While you weren't looking, President Obama solidified his, and by extension, the Democratic Party's future.
President Obama is riding a huge surge in popularity in public opinion surveys among Hispanics, who are overwhelmingly excited about his second-term efforts to pass immigration reform.
Obama’s approval rating stands at 73 percent among Hispanics, a 25-point swing from his low of 48 percent in late 2011.
Some argue that immigration reform is a "bipartisan" issue. It's only "bipartisan" in the sense that Republicans have little choice. No one should succumb to the illusion that the lily-white GOP leadership actually cares about the well-being of this country's burgeoning Latino and Hispanic population. As a
"prominent Republican pollster" puts it:
"The politics of anecdote is that illegal immigrants are only taking jobs, selling drugs, and joining gangs. That’s clearly not the case, and we cannot pretend that it is.”
There's so much in that quote. The "politics of anecdote?" Is that really anything less than a euphemism for good old-fashioned racism?
Beaners, Greaseballs and Wetbacks. Slackers. Baby machines. Dope dealers. And as much as the GOP would like to, they just "can't pretend" any more that those stereotypes are accurate? Mr Bolger never stops to consider why his constituents would want to "pretend" otherwise in the first place.
Chris Cillizza gets it right:
The Republican political establishment sees immigration reform as a political necessity. Much of the party’s base sees it as the end of the rule of law.
And therein lies the problem for a party trying to pick itself up off the mat following an across-the-board defeat in 2012.
The "politics of anecdote," indeed. Here's some anecdotal data to chew on:
In a Washington Post-ABC poll conducted earlier this month, in fact, a majority of self-identified Republicans said they opposed a path to citizenship — the key plank of a comprehensive immigration reform measure. That was a marked contrast to the majority support for a path to citizenship among Democrats and independents.
Mississippi governor and GOP paladin Haley Barbour has a nephew named Henry who miraculously inherited his uncle's political genius along with a top position in the RNC. Henry thinks Republicans can solve that problem with Latinos and Hispanics by "talking differently" to them:
that the key to solving the party’s problems with Latinos is less about specific policies than about changing how the GOP talks to the Hispanic community. ”Our issue with Hispanic voters is as much about tone and attitude as it is about immigration reform,” Barbour explains
.
The problem is that the loudest anti-immigrant voices in the GOP are the same folks that vote in Republican primaries. That's who is doing the "talking' for the GOP.
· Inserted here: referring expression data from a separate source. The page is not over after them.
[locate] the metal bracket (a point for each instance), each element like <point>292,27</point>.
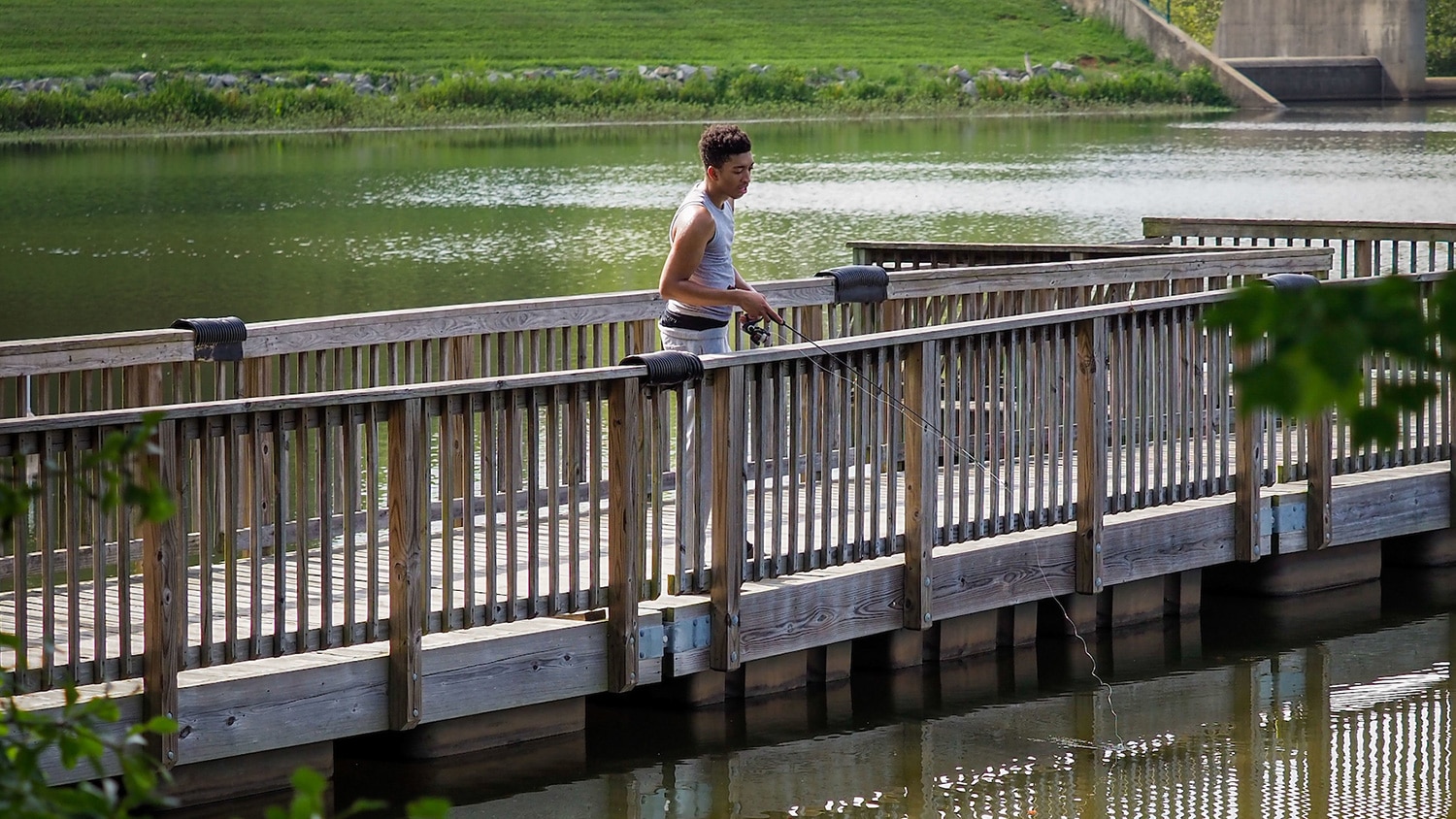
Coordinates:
<point>649,641</point>
<point>689,635</point>
<point>1284,516</point>
<point>675,636</point>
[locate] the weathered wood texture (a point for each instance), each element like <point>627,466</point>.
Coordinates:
<point>1360,249</point>
<point>413,346</point>
<point>297,509</point>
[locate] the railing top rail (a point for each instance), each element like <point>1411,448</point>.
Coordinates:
<point>1298,229</point>
<point>1132,247</point>
<point>501,383</point>
<point>305,335</point>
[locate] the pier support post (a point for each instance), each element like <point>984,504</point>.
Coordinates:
<point>1318,481</point>
<point>163,573</point>
<point>1091,446</point>
<point>626,530</point>
<point>408,530</point>
<point>922,401</point>
<point>728,516</point>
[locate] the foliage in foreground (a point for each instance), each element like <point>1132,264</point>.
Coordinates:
<point>182,102</point>
<point>79,735</point>
<point>1440,38</point>
<point>1321,341</point>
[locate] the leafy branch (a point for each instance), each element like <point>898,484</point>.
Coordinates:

And that's why the Republicans can't win on immigration. The only question is how badly they choose to lose:
It seems unlikely, then, that a GOP embrace of comprehensive immigration reform will be enough. Given the huge Democratic lean of Latino voters and their general enthusiasm for Obama’s agenda, the most likely political outcome of a comprehensive bill is higher approval for Obama, and a stronger bond between Latinos and the Democratic Party. At most, Republicans might stem the bleeding with Hispanics.
Even the GOP's "Savior" doesn't seem to be making an impact:
Led by senators like John McCain (R-AZ) and Marco Rubio (R-FL), Republicans are now trying to craft a bipartisan immigration deal that they hope will boost their standing with the community. But they’re starting from an exceptionally weak position: Hispanic respondents told Pew they favor Obama’s approach to immigration over the GOP’s by a whopping 73-15 margin.
That's Five to One. One in Five. No one in the GOP gets out alive.